O “Seni çok seviyorum?” diye başlayan bir Elma’ydı.
Rengiyle, tadıyla, kokusuyla ve güzelliyle çevresindeki her şeyi kendisine hayran bırakan bir Portakal’a aşık olacağını nereden bile bilirdi ki.
Hep aynı mevsimin meyveleri olmalarıyla bilinen iki eşsiz güzellikteki bu meyvelerden Elma dünyaya gözünü açtığında yapayalnız bir bahçede olanları izlemeye koyulur.
Günler ilerledikçe portakal ağacının dalında şekillenmeye başlayan kabukları sarımsı turuncu renkte, hoş kokular saçan ve suyunda mayhoş bir tat olan Portakal’a günler ilerledikçe aşık olduğunu fark eder.
Portakal ise Elma’nın kendisine çok içten ve candan baktığını görmeden edemez. Sanki o anlarda ortalıkta başka hiçbir meyve yokmuş gibi bir birlerini izlemeye koyulurlar.

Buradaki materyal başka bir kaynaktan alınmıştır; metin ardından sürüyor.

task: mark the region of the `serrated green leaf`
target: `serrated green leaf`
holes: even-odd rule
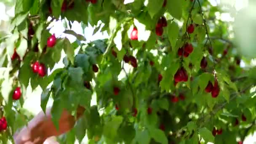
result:
[[[166,110],[169,109],[169,101],[167,99],[160,99],[157,101],[157,103],[160,107]]]
[[[149,131],[146,130],[136,132],[136,139],[139,144],[148,144],[150,142],[151,137]]]
[[[213,136],[211,132],[206,128],[200,128],[198,130],[198,132],[205,142],[214,141],[214,137]]]
[[[180,19],[182,16],[182,4],[181,0],[168,0],[166,4],[167,11],[175,18]]]
[[[161,144],[168,144],[168,140],[163,131],[160,129],[150,128],[149,133],[151,137],[156,142]]]
[[[118,116],[114,117],[111,121],[106,123],[103,128],[104,136],[110,139],[115,139],[117,135],[117,129],[123,119],[122,116]]]
[[[66,33],[67,34],[72,35],[75,36],[77,40],[80,41],[86,41],[86,39],[83,36],[78,34],[76,32],[75,32],[74,31],[72,30],[66,29],[65,30],[63,33]]]

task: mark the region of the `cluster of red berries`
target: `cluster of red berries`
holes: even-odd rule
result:
[[[176,83],[187,82],[188,79],[188,76],[187,71],[183,67],[180,68],[174,75],[174,81]]]
[[[213,85],[211,82],[209,81],[205,90],[207,93],[211,93],[211,96],[213,98],[217,97],[220,91],[220,88],[217,79],[215,79],[214,85]]]
[[[7,129],[7,121],[5,117],[2,117],[0,119],[0,132],[6,130]]]
[[[17,87],[13,91],[13,99],[17,100],[19,99],[21,96],[21,91],[20,87]]]
[[[179,56],[183,56],[186,58],[194,50],[192,44],[189,43],[186,43],[182,47],[178,50],[178,55]]]
[[[47,73],[47,69],[45,65],[36,61],[32,65],[32,70],[35,73],[37,73],[41,77],[44,77]]]
[[[131,33],[131,40],[138,40],[138,29],[135,27]]]
[[[213,136],[215,136],[216,135],[220,135],[222,133],[222,129],[221,128],[219,130],[217,130],[215,127],[213,128],[212,131],[212,134]]]
[[[128,56],[127,55],[125,55],[123,57],[123,60],[125,63],[130,64],[134,68],[138,67],[137,60],[133,56]]]
[[[161,16],[158,20],[155,27],[155,33],[159,36],[162,36],[163,33],[163,27],[167,27],[167,21],[163,16]]]

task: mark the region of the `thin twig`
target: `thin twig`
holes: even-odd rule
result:
[[[208,29],[207,29],[207,27],[206,25],[206,20],[204,18],[203,13],[203,10],[202,9],[202,6],[201,5],[201,4],[200,3],[200,2],[199,2],[199,0],[197,0],[197,3],[198,3],[198,5],[199,5],[199,7],[200,8],[200,13],[202,14],[202,16],[203,17],[203,24],[204,24],[204,25],[205,26],[205,32],[206,33],[206,35],[207,36],[207,38],[208,39],[209,43],[210,43],[210,45],[211,46],[211,48],[213,50],[212,51],[213,51],[213,45],[211,43],[211,39],[210,38],[210,36],[209,36],[209,32],[208,32]],[[206,41],[206,42],[207,42],[207,41]],[[214,67],[214,70],[215,70],[215,69],[216,69],[216,68],[215,68],[216,65],[216,61],[215,61],[215,59],[213,59],[213,67]]]

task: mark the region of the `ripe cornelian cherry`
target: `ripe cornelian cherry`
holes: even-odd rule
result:
[[[20,98],[21,96],[21,88],[17,87],[15,88],[13,94],[13,99],[17,100]]]
[[[214,85],[211,90],[211,96],[213,98],[216,98],[219,93],[220,88],[217,79],[215,79]]]
[[[97,72],[99,71],[99,68],[95,64],[93,64],[93,71],[94,72]]]
[[[47,69],[46,69],[43,64],[40,64],[38,67],[38,75],[41,77],[43,77],[47,73]]]
[[[138,29],[136,27],[133,28],[131,33],[131,40],[138,40]]]
[[[187,27],[187,33],[189,34],[192,33],[195,30],[195,27],[194,27],[194,24],[190,24],[188,27]]]
[[[38,61],[36,61],[34,64],[33,64],[32,66],[32,69],[33,70],[33,72],[34,72],[34,73],[38,72],[40,65],[40,64]]]
[[[208,84],[206,87],[205,88],[205,90],[206,93],[211,93],[211,92],[213,86],[211,83],[209,81],[208,82]]]
[[[184,51],[189,54],[191,53],[193,49],[193,46],[191,43],[186,43],[184,46]]]
[[[50,48],[53,47],[56,44],[56,41],[55,35],[53,34],[47,39],[47,46]]]

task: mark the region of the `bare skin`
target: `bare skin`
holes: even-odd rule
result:
[[[49,137],[59,136],[72,129],[75,123],[75,118],[66,110],[64,110],[59,120],[57,130],[51,120],[51,107],[46,109],[46,114],[41,111],[19,132],[14,135],[16,144],[41,144]],[[85,109],[79,107],[77,116],[78,118]]]

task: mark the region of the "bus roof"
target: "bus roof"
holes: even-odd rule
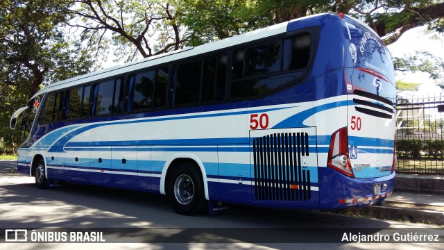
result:
[[[37,92],[35,95],[40,94],[48,90],[56,90],[73,85],[94,82],[108,77],[119,76],[128,72],[135,72],[149,67],[162,65],[170,61],[180,60],[181,58],[191,57],[196,55],[203,54],[237,44],[282,34],[287,31],[288,23],[288,22],[286,22],[198,47],[185,47],[180,50],[151,56],[139,60],[113,66],[110,68],[63,80],[50,84],[44,89]]]
[[[205,44],[196,47],[186,47],[178,51],[174,51],[157,56],[151,56],[139,60],[130,62],[126,64],[114,66],[104,69],[96,71],[86,74],[78,76],[74,78],[65,79],[49,85],[44,89],[37,92],[34,97],[43,94],[47,91],[61,90],[77,85],[99,81],[101,79],[123,75],[128,72],[134,72],[150,67],[160,65],[171,61],[191,57],[199,54],[205,54],[212,51],[216,51],[224,48],[229,48],[235,45],[254,41],[268,37],[284,33],[287,31],[289,24],[298,24],[298,26],[309,26],[313,25],[313,22],[308,20],[319,21],[325,16],[336,15],[334,13],[323,13],[313,15],[289,22],[275,24],[268,27],[257,29],[244,34],[228,38],[209,44]],[[337,16],[337,15],[336,15]],[[302,22],[304,21],[304,22]],[[318,23],[317,22],[315,22]]]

Elma kırmızı ve göz alıcı rengiyle Portakal’ın dikkatini çekmek için birçok yöntem dener. Bunda da başarılı olduğunu düşünerek karar verir ve Portakal’a aşkını itiraf etmek için daldan kendisini aşağıya bırakır. Her şey artık daha bir kolay olur düşüncesiyle kendisini aşağıya bırakan Elma artık aşkını itiraf etmeye koyulur.
“Elma: Portakal Portakal bak ben geldim biraz konuşabilir miyiz?
Portakal: Hoş geldin Elma. Tabi ki de konuşabiliriz.
Elma: Portakal ben çok düşündüm taşındım senin turuncu rengine ve güzel kokuna aşık olduğumu anladım. Kısacası Portakal ben seni çok seviyorum ve senin dalında sana eş olmak istiyorum. Bu teklifimi kabul edebilir misin?
Portakal: Olmaz Elma. Seni ağaca alırsak aynı dalda yaşayamayız ki hem sen bizden günler öncesinde yetişiyorsun bu bizim sonumuz olur.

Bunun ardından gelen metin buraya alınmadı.